“Pavyon” NerdenGeliyo?”

Sokak seviyesinden aşağı doğru inen tekinsiz bir merdiven. Kırmızı bir koridor. Girişte pos bıyıklı bir izbandut. İçeride bomboş masalar, kenarda sigara körükleyen iki zavallı konsomatris. Tezgahın ardından sinsi sinsi bakan barmen ve sahnede şarkının canına okumakta olan delikanlı bir abla. “Pavyon” deyince bizim gözümüzde az çok böyle bir korku filmi canlanıyor.
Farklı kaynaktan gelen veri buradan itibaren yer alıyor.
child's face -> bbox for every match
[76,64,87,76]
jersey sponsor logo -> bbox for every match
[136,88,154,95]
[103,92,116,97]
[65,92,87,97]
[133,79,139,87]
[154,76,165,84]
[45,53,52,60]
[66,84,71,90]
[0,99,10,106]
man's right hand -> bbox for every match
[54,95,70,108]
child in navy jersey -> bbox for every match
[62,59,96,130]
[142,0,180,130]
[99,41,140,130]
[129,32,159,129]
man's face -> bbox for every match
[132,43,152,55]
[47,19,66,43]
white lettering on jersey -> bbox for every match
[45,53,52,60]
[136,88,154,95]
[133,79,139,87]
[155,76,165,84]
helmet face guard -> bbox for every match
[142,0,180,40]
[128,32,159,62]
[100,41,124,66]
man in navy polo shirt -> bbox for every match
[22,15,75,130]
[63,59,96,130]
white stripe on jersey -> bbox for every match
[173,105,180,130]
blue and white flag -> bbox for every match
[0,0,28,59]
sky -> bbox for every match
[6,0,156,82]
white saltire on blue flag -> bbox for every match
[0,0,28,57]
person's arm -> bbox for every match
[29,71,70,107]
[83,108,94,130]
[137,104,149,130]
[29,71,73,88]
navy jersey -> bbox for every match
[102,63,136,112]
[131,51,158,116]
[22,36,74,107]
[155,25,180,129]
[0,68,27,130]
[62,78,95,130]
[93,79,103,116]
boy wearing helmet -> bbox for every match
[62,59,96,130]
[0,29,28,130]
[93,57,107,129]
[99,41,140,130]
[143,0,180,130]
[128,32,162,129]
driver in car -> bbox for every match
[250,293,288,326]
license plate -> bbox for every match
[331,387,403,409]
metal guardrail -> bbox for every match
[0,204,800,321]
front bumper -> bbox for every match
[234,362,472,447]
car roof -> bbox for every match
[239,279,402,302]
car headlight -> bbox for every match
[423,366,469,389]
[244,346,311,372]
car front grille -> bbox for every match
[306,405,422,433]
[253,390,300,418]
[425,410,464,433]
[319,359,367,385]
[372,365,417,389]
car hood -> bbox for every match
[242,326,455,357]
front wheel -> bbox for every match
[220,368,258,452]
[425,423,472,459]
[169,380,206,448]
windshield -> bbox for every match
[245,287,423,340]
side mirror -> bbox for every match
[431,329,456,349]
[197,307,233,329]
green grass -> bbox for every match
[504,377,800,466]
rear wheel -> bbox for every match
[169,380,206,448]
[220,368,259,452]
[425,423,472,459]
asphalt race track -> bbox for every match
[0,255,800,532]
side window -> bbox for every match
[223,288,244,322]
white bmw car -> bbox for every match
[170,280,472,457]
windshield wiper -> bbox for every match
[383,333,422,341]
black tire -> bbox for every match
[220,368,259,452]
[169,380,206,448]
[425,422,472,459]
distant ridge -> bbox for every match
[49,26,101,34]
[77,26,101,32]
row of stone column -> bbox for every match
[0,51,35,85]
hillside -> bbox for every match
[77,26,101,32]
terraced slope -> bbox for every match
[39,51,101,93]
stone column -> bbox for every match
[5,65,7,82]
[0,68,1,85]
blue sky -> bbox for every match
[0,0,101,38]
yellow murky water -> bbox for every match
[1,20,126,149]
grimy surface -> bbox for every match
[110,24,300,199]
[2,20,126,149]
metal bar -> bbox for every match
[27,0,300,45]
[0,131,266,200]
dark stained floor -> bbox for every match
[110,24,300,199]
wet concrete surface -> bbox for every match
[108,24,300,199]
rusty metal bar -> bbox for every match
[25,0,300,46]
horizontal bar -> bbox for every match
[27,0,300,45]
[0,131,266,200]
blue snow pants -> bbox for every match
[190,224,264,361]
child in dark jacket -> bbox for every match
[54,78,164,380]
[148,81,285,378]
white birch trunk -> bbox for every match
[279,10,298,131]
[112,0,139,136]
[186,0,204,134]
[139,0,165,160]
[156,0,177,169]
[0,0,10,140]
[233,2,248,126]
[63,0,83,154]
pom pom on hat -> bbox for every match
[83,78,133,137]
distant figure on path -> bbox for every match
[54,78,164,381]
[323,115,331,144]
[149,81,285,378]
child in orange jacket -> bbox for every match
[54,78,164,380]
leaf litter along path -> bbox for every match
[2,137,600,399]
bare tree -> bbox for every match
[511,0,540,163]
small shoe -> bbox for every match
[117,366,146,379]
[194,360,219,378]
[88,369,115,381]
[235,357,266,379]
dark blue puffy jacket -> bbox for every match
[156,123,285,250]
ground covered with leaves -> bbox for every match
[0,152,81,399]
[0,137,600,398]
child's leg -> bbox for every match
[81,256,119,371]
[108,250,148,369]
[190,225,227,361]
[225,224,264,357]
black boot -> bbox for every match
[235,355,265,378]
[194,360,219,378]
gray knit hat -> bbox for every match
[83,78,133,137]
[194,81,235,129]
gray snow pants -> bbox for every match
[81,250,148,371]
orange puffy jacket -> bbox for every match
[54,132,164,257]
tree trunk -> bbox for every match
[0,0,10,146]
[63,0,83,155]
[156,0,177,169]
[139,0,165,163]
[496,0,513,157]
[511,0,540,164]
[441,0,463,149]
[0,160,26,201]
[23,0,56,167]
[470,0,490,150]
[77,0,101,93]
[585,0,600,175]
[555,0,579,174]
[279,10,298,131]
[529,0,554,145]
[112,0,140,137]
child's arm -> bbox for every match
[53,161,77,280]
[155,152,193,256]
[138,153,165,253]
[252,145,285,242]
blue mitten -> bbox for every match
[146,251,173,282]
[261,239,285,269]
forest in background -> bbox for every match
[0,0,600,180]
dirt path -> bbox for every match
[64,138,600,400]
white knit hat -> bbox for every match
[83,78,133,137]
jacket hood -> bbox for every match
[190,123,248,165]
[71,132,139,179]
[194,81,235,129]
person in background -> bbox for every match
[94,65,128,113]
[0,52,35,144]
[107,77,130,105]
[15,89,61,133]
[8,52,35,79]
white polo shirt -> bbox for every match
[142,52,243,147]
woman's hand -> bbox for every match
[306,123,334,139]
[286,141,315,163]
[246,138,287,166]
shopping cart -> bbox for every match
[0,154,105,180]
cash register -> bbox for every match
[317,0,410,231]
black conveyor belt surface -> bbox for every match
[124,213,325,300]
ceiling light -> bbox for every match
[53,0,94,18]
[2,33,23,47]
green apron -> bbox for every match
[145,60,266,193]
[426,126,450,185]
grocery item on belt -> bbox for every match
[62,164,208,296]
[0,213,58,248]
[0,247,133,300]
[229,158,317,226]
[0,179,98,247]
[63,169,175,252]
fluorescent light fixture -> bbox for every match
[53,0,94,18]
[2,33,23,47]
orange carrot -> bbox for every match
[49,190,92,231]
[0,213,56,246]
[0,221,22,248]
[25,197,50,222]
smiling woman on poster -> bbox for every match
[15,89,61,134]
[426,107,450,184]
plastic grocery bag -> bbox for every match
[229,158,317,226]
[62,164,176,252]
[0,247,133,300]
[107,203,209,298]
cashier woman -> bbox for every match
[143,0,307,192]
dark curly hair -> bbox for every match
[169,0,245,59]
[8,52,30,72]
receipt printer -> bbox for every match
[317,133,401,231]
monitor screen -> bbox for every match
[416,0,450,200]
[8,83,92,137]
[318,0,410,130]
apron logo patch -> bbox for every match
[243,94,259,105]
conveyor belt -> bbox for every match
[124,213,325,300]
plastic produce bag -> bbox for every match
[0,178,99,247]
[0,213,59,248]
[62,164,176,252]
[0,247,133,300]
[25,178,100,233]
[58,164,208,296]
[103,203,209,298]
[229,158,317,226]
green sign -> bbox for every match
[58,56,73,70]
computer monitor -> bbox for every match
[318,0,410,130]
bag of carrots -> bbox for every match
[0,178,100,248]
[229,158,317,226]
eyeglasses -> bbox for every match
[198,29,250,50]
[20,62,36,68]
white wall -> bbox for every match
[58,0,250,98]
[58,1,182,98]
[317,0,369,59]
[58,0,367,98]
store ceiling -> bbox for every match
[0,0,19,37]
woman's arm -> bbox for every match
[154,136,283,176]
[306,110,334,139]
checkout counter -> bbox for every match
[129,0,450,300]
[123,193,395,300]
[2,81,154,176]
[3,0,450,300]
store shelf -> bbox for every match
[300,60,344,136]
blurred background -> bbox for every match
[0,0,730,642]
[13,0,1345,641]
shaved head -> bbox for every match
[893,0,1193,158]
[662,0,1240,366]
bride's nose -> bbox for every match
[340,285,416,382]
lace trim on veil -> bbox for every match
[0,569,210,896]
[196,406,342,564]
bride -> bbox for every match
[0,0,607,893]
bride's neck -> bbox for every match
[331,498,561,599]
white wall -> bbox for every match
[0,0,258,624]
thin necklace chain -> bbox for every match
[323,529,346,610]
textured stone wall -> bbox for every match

Halbuki kelimenin kökeni öyle naif ki… “Kelebek” yahu bildiğiniz. Latincesi “papilio”. Fransızca “pavillion” kelimesi de şekli kelebeği andıran büyük çadırları, tenteleri anlatmış. Aynı zamanda büyük binaların yanına yerleştirilen küçük, müştemilat tarzı yapıları.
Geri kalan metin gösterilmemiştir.